The Shape of Consumer Behavior: A Symbolic and Topological Analysis of Time Series
This work addresses the challenge of clustering noisy time-series data for real-time marketing and trend forecasting, offering practical guidance for consumer analytics, but it is incremental as it compares existing methods on a specific dataset.
This study tackled the problem of clustering high-dimensional, noisy Google Trends time-series data for consumer behavior analysis by evaluating three unsupervised methods: SAX, eSAX, and TDA. The result showed that TDA, using persistent homology, achieved more balanced and meaningful groupings compared to SAX and eSAX, which struggled with volatility and complexity.

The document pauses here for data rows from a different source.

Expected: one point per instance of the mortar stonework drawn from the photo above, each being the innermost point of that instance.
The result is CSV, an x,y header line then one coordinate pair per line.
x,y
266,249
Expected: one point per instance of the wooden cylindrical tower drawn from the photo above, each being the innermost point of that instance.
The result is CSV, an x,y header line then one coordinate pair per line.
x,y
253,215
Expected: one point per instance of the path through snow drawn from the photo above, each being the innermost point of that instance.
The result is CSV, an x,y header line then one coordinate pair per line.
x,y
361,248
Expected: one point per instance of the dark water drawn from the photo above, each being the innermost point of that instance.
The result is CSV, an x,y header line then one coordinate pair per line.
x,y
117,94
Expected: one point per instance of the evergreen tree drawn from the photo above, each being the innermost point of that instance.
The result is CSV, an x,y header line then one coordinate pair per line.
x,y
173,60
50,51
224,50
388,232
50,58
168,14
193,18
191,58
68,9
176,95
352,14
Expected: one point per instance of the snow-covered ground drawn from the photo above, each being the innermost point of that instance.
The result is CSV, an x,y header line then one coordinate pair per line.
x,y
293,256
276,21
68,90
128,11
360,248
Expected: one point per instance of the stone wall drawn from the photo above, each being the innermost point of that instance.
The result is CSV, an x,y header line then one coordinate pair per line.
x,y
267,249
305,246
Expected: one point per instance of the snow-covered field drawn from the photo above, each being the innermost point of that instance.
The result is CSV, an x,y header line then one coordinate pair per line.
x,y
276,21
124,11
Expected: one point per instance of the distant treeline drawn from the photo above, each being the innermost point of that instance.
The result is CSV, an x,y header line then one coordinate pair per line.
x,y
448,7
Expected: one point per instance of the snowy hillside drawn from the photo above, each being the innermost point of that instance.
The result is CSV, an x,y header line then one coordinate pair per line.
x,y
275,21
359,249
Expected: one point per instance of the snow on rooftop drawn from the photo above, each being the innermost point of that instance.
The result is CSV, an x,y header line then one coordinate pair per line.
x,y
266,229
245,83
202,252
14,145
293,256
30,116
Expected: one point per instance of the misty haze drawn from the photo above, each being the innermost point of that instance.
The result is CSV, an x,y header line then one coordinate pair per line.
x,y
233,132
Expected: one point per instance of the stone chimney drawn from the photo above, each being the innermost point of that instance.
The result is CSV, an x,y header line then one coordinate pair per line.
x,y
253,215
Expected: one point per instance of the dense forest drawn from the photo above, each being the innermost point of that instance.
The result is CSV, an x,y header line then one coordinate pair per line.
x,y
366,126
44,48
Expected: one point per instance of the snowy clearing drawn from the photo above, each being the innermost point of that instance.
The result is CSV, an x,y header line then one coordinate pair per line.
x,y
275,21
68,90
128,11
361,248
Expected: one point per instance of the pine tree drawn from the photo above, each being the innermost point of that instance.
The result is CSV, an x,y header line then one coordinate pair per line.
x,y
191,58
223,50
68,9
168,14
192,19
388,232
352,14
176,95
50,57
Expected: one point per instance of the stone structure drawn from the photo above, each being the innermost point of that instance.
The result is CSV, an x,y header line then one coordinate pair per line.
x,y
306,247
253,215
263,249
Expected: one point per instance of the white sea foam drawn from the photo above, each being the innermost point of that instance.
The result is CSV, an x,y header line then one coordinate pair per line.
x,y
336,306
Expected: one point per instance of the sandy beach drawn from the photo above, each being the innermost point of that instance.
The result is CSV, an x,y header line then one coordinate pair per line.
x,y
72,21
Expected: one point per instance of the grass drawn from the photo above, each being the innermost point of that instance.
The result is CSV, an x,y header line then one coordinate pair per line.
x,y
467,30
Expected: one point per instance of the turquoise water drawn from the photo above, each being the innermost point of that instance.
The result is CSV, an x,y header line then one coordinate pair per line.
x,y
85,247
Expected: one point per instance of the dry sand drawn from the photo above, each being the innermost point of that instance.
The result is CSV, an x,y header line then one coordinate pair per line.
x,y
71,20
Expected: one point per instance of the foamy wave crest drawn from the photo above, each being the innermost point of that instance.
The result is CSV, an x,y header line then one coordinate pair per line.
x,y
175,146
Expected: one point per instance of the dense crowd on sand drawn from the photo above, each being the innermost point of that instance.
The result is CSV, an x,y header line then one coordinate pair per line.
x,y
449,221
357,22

Understanding temporal patterns in online search behavior is crucial for real-time marketing and trend forecasting. Google Trends offers a rich proxy for public interest, yet the high dimensionality and noise of its time-series data present challenges for effective clustering. This study evaluates three unsupervised clustering approaches, Symbolic Aggregate approXimation (SAX), enhanced SAX (eSAX), and Topological Data Analysis (TDA), applied to 20 Google Trends keywords representing major consumer categories. Our results show that while SAX and eSAX offer fast and interpretable clustering for stable time series, they struggle with volatility and complexity, often producing ambiguous ``catch-all'' clusters. TDA, by contrast, captures global structural features through persistent homology and achieves more balanced and meaningful groupings. We conclude with practical guidance for using symbolic and topological methods in consumer analytics and suggest that hybrid approaches combining both perspectives hold strong potential for future applications.